Einige der jüngeren Schwestern wären auch gern noch in der Stadt geblieben, wie man an ihren langen Gesichtern erkennen konnte. «Was würde es schon schaden? Wenn wir zusammenblieben, könnte doch niemand etwas Böses denken», flüsterte Philippa.

«Kommt, kommt», Juliana hatte es gehört und klatschte in die Hände. «Wir haben solche Vergnügungen nicht nötig. Lasst uns beten und essen und eine erbauliche Geschichte hören stattdessen.»

Zum Trost hatte Annik ein Festmahl vorbereitet: gefüllte Schafsfüße mit Steckrüben und einen Brotpudding mit Kirschen und Zimt. Anschließend las Anne ein Kapitel aus der Vita einer Heiligen vor, ein Buch, das dermaßen erbaulich war, dass die Hälfte der guten Beginen bereits schnarchten, bevor sie zum Ende gekommen war. Danielle und Magdalène meldeten sich zum Küchendienst wie verabredet.

«Eine von uns sollte wenigstens morgen früh gehen und etwas Holzkohle vom Johannisfeuer holen, das schützt das Vieh bis nächsten Johannis vor Krankheiten. Nun, vielleicht ist ja morgen früh noch was davon da, wenn wir zur Kirche gehen. Man sagt, das sei ein Aberglaube, aber bei uns hat es immer gewirkt! Also stimmt es», plapperte Annik, während sie das Brot für den nächsten Morgen knetete. «Als ich klein war, hat mein Vater immer einen Walnusszweig über dem Stalleingang verbrannt, und wir mussten alle darunter durchlaufen, während er brannte. Einmal ist meiner Großmutter dabei ein Funken ins Haar gefallen, und sie ist zum Trog gelaufen und hat den Kopf hineingesteckt, um sich zu löschen.» Sie gähnte und rieb sich die Augen mit bemehlten Händen, sodass sie wie eine Schneeeule aussah.

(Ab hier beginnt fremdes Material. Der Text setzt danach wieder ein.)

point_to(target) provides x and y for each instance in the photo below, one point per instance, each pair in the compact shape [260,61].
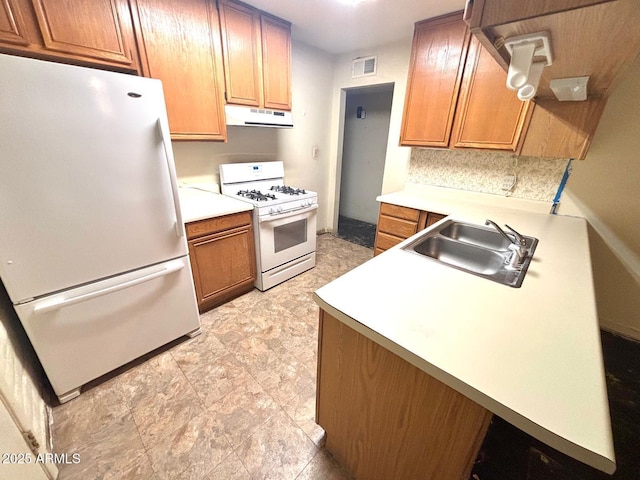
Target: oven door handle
[273,217]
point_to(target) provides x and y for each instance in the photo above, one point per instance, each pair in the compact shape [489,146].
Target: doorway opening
[364,146]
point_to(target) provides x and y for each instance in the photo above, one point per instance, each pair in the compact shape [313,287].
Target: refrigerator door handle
[180,231]
[60,302]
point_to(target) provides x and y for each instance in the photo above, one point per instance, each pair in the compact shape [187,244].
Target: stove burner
[256,195]
[288,190]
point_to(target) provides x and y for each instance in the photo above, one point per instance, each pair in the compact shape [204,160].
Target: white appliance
[92,246]
[284,219]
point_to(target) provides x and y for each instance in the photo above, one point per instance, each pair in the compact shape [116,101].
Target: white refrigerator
[93,251]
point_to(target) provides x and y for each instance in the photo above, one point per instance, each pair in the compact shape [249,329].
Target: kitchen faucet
[517,245]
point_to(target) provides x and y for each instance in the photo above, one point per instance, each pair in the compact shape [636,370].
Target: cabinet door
[223,265]
[488,114]
[276,62]
[242,53]
[12,27]
[96,29]
[435,72]
[181,48]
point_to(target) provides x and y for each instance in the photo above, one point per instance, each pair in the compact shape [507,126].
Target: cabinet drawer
[399,212]
[397,226]
[216,224]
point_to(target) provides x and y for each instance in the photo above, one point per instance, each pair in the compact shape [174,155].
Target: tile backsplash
[537,178]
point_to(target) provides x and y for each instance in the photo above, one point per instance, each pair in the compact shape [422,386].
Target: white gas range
[284,219]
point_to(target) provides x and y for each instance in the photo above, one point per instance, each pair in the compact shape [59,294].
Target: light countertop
[531,355]
[199,203]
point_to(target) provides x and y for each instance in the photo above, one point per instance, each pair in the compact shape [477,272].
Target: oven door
[286,236]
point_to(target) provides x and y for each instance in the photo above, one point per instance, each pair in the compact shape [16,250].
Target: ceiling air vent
[364,67]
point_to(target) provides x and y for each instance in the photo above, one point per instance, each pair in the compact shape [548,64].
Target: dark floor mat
[356,231]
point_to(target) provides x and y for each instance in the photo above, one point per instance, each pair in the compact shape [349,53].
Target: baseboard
[615,328]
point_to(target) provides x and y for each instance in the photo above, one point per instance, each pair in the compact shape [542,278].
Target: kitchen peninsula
[414,357]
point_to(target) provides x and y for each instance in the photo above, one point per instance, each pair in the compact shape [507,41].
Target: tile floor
[237,402]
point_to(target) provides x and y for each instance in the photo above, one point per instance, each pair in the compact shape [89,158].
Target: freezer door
[87,179]
[86,332]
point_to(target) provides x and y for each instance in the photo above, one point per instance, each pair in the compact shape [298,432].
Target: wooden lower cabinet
[384,418]
[222,257]
[397,223]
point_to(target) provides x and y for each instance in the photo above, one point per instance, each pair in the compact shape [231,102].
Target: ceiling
[338,26]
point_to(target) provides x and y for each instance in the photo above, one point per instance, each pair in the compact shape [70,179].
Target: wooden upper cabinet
[12,26]
[437,59]
[456,93]
[85,29]
[488,115]
[241,43]
[595,38]
[257,56]
[180,45]
[96,33]
[276,62]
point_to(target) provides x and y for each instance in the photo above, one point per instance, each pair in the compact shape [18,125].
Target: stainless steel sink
[476,249]
[476,235]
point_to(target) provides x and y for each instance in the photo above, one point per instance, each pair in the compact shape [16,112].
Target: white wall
[606,187]
[312,74]
[364,151]
[392,67]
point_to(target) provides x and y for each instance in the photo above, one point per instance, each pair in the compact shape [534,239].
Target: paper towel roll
[520,65]
[529,89]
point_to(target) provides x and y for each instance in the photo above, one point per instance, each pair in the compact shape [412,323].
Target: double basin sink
[478,249]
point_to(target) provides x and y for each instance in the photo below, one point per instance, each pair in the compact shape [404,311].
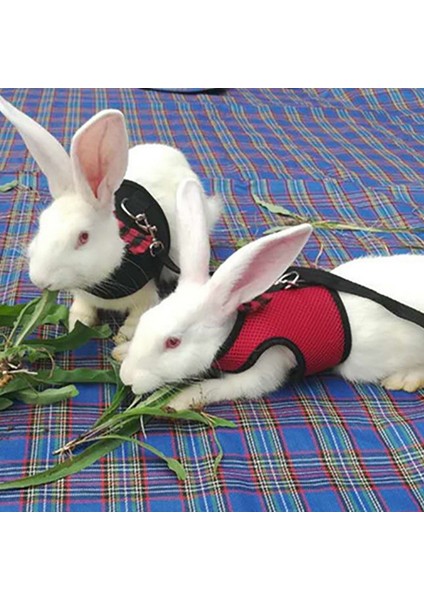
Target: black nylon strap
[335,282]
[136,270]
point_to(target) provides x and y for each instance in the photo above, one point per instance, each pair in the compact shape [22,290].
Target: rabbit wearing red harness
[193,333]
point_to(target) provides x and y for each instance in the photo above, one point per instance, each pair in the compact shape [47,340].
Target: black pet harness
[144,228]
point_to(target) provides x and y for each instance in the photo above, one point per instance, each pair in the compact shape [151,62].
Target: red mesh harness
[311,321]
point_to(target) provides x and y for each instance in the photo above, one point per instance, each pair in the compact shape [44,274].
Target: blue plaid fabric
[347,156]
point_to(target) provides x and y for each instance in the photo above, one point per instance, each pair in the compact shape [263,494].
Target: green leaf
[172,463]
[9,314]
[188,415]
[58,376]
[10,185]
[5,403]
[46,397]
[19,382]
[74,464]
[80,335]
[116,402]
[277,210]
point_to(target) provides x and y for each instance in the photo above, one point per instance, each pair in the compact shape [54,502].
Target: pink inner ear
[94,160]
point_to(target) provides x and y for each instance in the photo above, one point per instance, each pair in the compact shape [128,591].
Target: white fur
[384,347]
[83,186]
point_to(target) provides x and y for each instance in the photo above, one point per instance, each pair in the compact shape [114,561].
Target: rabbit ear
[50,156]
[193,237]
[254,268]
[99,155]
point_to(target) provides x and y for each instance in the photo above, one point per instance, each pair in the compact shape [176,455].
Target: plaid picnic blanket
[349,156]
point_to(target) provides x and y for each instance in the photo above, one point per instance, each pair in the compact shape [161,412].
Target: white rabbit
[78,245]
[179,339]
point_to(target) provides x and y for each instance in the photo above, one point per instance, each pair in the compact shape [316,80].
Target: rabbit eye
[83,238]
[172,343]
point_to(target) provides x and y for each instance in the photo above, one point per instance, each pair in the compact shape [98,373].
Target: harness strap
[335,282]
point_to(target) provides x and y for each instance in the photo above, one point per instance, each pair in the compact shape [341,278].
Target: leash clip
[288,280]
[156,247]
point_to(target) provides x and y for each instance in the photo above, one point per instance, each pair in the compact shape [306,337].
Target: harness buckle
[156,247]
[288,280]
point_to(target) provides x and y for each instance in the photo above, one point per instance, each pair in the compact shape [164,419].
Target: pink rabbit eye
[83,238]
[172,343]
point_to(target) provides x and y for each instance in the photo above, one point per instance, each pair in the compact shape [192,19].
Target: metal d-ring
[290,279]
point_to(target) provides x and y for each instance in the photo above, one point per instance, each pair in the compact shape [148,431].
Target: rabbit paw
[187,399]
[120,352]
[409,381]
[85,314]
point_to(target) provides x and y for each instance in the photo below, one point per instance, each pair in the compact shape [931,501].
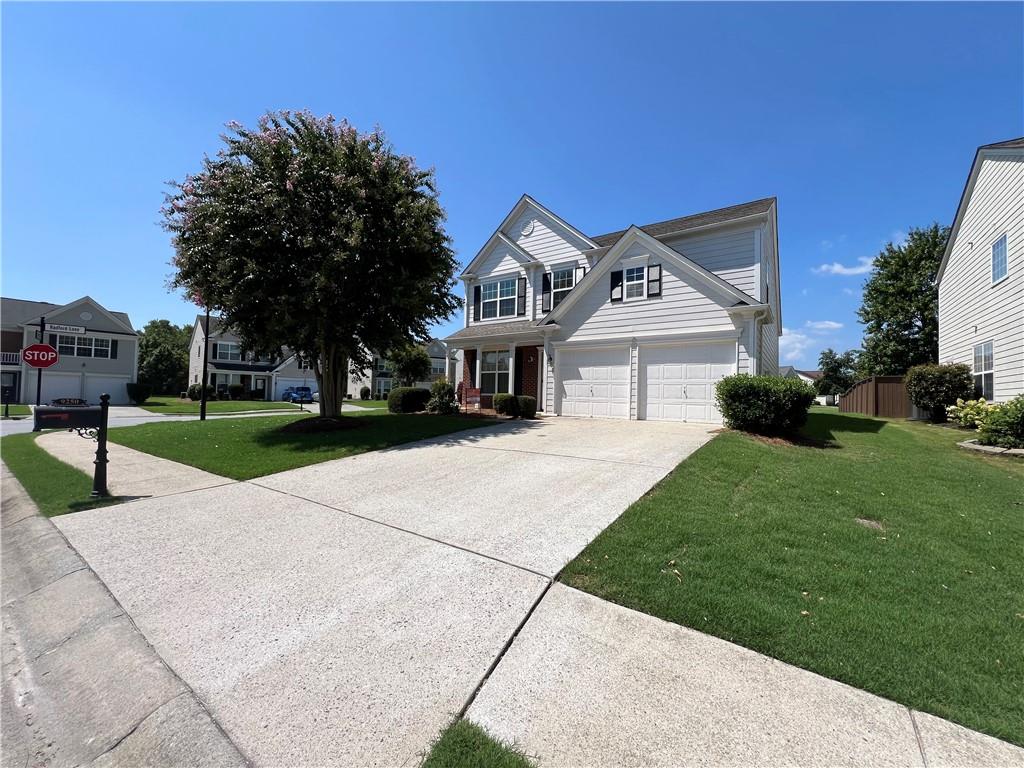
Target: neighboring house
[380,378]
[981,278]
[98,350]
[637,324]
[262,377]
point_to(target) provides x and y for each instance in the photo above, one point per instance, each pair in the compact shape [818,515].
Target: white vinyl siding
[972,308]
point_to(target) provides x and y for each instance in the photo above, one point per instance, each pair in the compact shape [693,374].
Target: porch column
[512,368]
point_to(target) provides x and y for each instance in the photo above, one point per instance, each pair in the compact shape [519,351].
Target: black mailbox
[72,417]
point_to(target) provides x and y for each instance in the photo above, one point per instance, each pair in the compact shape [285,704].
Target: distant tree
[899,307]
[304,233]
[838,371]
[163,356]
[410,364]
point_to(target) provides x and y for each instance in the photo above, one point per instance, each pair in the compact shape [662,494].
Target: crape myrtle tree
[303,232]
[900,303]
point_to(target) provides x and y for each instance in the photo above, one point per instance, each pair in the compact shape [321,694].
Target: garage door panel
[679,381]
[595,382]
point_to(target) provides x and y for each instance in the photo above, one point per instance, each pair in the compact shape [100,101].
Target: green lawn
[253,446]
[465,744]
[54,486]
[759,544]
[174,406]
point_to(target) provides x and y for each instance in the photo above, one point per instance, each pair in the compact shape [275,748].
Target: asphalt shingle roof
[718,216]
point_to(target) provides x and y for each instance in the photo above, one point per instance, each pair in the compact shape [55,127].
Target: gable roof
[972,177]
[718,216]
[23,311]
[633,235]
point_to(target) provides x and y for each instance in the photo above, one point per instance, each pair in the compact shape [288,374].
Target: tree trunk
[333,373]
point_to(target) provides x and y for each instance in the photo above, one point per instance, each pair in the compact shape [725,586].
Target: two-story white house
[981,278]
[636,324]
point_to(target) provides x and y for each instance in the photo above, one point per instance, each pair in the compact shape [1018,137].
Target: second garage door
[678,382]
[595,382]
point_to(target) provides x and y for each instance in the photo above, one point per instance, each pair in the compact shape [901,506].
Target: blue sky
[862,119]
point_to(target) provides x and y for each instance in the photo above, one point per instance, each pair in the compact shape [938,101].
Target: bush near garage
[1004,425]
[527,407]
[764,404]
[138,393]
[195,392]
[442,397]
[408,399]
[506,404]
[934,387]
[969,414]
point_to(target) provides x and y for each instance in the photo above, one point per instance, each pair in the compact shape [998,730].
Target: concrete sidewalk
[80,684]
[130,473]
[590,683]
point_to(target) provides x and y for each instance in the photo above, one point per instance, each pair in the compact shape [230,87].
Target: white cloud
[823,325]
[793,345]
[862,266]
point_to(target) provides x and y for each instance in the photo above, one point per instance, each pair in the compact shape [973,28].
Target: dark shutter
[654,280]
[616,286]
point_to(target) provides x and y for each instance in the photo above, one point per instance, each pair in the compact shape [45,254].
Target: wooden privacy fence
[879,395]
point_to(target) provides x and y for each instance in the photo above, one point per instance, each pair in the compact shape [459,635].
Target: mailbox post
[89,422]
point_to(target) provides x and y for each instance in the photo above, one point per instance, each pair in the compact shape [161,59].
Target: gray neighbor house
[98,350]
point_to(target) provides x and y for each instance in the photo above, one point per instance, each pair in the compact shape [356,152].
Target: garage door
[115,386]
[595,382]
[54,385]
[678,382]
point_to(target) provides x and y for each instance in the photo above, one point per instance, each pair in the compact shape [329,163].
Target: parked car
[297,394]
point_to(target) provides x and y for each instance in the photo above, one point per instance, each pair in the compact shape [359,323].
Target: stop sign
[40,355]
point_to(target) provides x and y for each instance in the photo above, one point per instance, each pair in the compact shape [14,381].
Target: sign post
[40,356]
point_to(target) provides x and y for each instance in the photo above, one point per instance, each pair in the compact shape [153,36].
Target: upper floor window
[634,283]
[999,259]
[983,367]
[226,350]
[562,281]
[498,299]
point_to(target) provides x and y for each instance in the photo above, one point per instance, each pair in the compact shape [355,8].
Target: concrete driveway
[344,613]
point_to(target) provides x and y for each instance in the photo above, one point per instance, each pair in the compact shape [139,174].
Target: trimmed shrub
[1004,424]
[527,407]
[138,393]
[506,404]
[408,399]
[765,404]
[442,398]
[934,387]
[196,392]
[970,414]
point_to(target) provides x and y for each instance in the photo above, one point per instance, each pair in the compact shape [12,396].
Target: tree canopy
[303,232]
[838,371]
[163,356]
[899,307]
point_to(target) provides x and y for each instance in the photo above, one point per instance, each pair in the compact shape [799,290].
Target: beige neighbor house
[981,279]
[262,377]
[98,350]
[637,324]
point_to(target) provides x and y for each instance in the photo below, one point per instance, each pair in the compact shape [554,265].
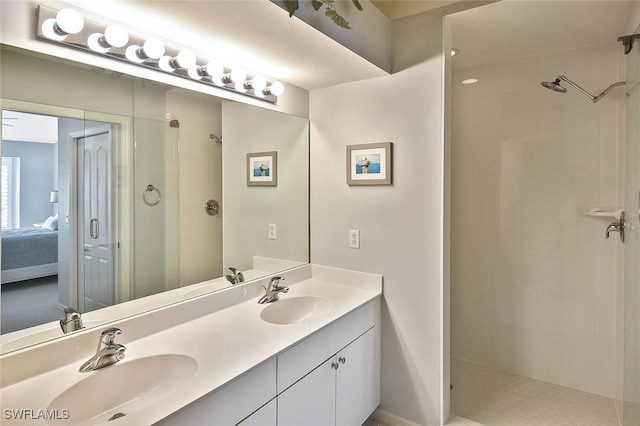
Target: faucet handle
[108,336]
[275,281]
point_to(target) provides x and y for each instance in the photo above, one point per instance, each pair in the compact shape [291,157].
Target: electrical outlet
[354,238]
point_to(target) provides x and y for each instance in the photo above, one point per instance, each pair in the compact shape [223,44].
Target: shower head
[554,85]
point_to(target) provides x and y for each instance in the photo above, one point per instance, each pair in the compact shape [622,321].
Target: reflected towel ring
[151,188]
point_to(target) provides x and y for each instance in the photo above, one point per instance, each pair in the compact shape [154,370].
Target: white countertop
[225,344]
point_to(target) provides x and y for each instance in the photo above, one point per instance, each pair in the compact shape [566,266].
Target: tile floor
[496,398]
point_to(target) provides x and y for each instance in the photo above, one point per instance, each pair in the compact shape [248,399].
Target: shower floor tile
[497,398]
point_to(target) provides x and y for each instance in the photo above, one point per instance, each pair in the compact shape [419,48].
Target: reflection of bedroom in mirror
[29,219]
[36,206]
[147,134]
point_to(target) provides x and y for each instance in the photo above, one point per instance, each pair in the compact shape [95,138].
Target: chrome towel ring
[151,189]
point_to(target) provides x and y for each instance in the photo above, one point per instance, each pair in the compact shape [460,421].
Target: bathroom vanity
[311,357]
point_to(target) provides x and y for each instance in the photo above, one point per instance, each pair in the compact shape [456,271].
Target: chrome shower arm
[589,95]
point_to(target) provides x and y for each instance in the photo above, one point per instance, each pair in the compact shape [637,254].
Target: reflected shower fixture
[67,27]
[557,87]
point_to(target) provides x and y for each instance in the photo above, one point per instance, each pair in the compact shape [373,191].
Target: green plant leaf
[291,6]
[339,20]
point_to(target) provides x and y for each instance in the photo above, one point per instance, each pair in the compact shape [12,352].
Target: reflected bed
[28,253]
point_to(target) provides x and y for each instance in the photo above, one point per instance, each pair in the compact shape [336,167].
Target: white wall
[400,225]
[534,283]
[200,180]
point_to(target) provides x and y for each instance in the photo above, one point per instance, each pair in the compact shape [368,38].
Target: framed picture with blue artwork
[369,164]
[262,169]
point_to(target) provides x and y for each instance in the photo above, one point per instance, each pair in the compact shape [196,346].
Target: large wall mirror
[121,195]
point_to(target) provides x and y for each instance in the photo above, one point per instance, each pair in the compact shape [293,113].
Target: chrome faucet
[235,277]
[273,290]
[72,320]
[107,353]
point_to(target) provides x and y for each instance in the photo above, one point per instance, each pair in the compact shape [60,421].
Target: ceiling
[512,29]
[263,38]
[395,9]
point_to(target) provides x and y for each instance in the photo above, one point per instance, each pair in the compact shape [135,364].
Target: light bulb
[196,72]
[276,88]
[152,49]
[114,36]
[69,21]
[132,54]
[48,29]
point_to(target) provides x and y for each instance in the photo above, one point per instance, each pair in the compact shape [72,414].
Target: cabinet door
[356,390]
[311,400]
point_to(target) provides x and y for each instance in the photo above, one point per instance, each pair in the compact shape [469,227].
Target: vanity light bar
[67,27]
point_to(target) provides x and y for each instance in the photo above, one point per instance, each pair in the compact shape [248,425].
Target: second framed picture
[262,168]
[369,164]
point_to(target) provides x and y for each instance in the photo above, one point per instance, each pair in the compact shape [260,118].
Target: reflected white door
[96,286]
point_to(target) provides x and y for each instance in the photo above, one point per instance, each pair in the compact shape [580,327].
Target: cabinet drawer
[231,403]
[297,361]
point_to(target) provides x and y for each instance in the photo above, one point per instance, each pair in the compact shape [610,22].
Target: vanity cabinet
[240,401]
[330,377]
[340,391]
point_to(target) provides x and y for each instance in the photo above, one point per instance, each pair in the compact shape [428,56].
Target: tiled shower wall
[534,282]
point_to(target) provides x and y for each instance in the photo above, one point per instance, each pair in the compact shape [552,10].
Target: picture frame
[262,168]
[369,164]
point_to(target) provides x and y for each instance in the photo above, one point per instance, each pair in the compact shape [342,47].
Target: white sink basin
[123,388]
[26,338]
[207,288]
[296,309]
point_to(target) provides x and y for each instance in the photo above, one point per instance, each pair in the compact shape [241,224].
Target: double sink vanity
[309,356]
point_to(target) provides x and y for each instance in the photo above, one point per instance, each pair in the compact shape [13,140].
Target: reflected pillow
[51,223]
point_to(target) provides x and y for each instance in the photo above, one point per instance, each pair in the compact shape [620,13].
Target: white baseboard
[389,419]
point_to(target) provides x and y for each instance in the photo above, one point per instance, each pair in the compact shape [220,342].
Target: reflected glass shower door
[632,243]
[156,207]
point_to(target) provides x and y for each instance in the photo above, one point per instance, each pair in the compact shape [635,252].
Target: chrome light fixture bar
[67,27]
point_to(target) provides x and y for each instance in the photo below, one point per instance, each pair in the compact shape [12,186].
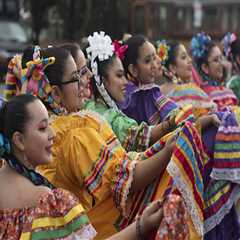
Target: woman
[24,120]
[177,65]
[139,64]
[88,160]
[232,53]
[208,61]
[28,200]
[132,136]
[179,85]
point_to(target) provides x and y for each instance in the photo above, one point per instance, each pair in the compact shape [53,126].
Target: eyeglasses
[74,78]
[83,70]
[217,60]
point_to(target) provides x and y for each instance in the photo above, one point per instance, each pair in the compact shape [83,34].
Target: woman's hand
[151,217]
[206,121]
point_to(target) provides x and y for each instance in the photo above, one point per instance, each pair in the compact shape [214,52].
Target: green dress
[133,137]
[234,84]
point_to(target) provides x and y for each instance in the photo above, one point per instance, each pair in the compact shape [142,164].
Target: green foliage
[81,17]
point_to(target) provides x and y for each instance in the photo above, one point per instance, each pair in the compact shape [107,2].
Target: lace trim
[85,233]
[146,87]
[214,220]
[148,137]
[187,195]
[232,175]
[88,113]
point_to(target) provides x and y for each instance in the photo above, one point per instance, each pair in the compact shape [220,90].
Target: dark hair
[204,57]
[235,48]
[14,115]
[172,53]
[103,67]
[72,47]
[132,52]
[55,71]
[27,55]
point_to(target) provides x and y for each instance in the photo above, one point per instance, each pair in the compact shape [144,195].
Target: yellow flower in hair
[162,50]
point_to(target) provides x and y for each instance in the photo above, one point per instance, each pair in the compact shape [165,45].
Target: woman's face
[183,64]
[37,136]
[159,69]
[116,83]
[146,64]
[85,74]
[214,66]
[70,86]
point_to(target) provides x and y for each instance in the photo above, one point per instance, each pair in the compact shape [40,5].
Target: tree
[39,16]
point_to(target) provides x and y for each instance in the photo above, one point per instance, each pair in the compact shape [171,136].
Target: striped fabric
[190,93]
[222,96]
[57,215]
[207,202]
[227,149]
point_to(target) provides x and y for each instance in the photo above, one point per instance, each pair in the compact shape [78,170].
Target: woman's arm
[146,171]
[162,129]
[150,220]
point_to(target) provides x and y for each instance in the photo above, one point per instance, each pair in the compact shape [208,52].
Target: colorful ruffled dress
[234,85]
[133,136]
[89,161]
[191,94]
[222,183]
[57,215]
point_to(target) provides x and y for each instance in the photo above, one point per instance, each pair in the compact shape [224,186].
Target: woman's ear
[172,68]
[133,70]
[205,68]
[56,94]
[18,141]
[238,59]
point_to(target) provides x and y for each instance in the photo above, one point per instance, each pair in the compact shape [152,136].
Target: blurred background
[52,21]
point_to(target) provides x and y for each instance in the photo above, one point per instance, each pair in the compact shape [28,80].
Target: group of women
[126,141]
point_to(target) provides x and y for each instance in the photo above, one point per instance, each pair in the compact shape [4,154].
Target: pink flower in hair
[119,49]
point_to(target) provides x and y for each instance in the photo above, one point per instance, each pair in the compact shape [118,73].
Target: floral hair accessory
[34,80]
[101,47]
[200,44]
[120,49]
[162,50]
[228,39]
[4,145]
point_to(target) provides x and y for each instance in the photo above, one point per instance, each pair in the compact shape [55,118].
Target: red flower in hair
[119,49]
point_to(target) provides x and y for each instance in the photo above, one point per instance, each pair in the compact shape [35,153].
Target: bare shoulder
[18,192]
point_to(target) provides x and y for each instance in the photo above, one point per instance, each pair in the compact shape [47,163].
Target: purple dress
[147,104]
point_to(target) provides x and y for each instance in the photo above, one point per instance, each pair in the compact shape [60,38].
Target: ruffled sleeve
[95,159]
[57,215]
[234,84]
[61,213]
[133,136]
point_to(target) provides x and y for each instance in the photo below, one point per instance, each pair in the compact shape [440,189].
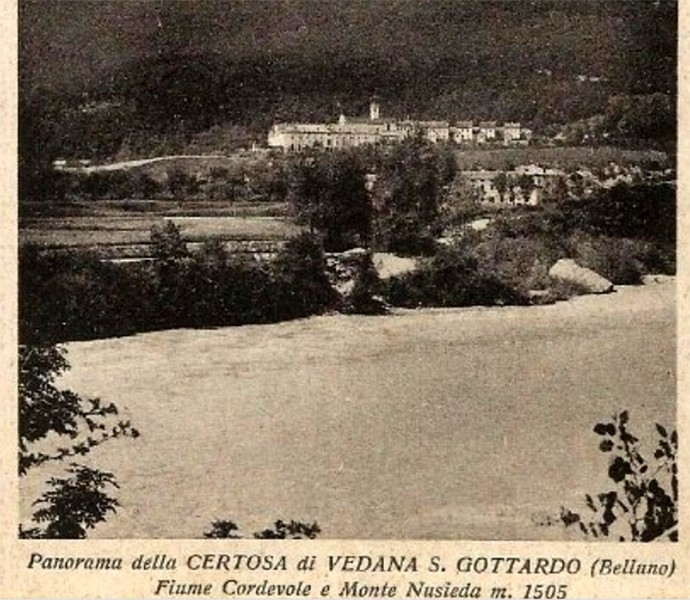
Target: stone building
[349,132]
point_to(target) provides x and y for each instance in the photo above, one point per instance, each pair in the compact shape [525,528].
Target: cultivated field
[114,232]
[458,424]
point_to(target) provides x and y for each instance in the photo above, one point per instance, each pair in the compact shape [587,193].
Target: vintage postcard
[344,299]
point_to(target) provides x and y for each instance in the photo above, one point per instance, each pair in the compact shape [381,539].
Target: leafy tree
[167,242]
[44,410]
[413,180]
[643,504]
[501,183]
[281,530]
[80,501]
[367,285]
[327,192]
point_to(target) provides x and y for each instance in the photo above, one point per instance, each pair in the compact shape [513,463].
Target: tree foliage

«Arme Annik. Was für ein langer Tag! Du siehst müde aus. Warum legst du dich nicht schon hin. Wir erledigen den Rest», sagte Magdalène.

«Ja, wirklich? Das würdet ihr tun?»

«Aber gewiss, liebe Schwester. Hast du dir nicht heute besonders viel Mühe gegeben und uns mit einer köstlichen Mahlzeit verwöhnt? Dafür wollen wir dich gern etwas entlasten.»

Annik zögerte, ließ den letzten Teigklumpen in die Schüssel fallen und schaute sich in der Küche um. «Nun ja, es müssen noch die Pfannen eingeölt werden und die Ziegenkäslein gewendet und die gedämpften Pflaumen aus der Kammer geholt und in Schüsseln verteilt werden für das Frühstück – sie sind in dem blauen irdenen Topf im zweiten Regal unter dem kleinen Fenster –, und ich wollte auch noch ausfegen, es soll doch alles sauber sein an Saint Jean …»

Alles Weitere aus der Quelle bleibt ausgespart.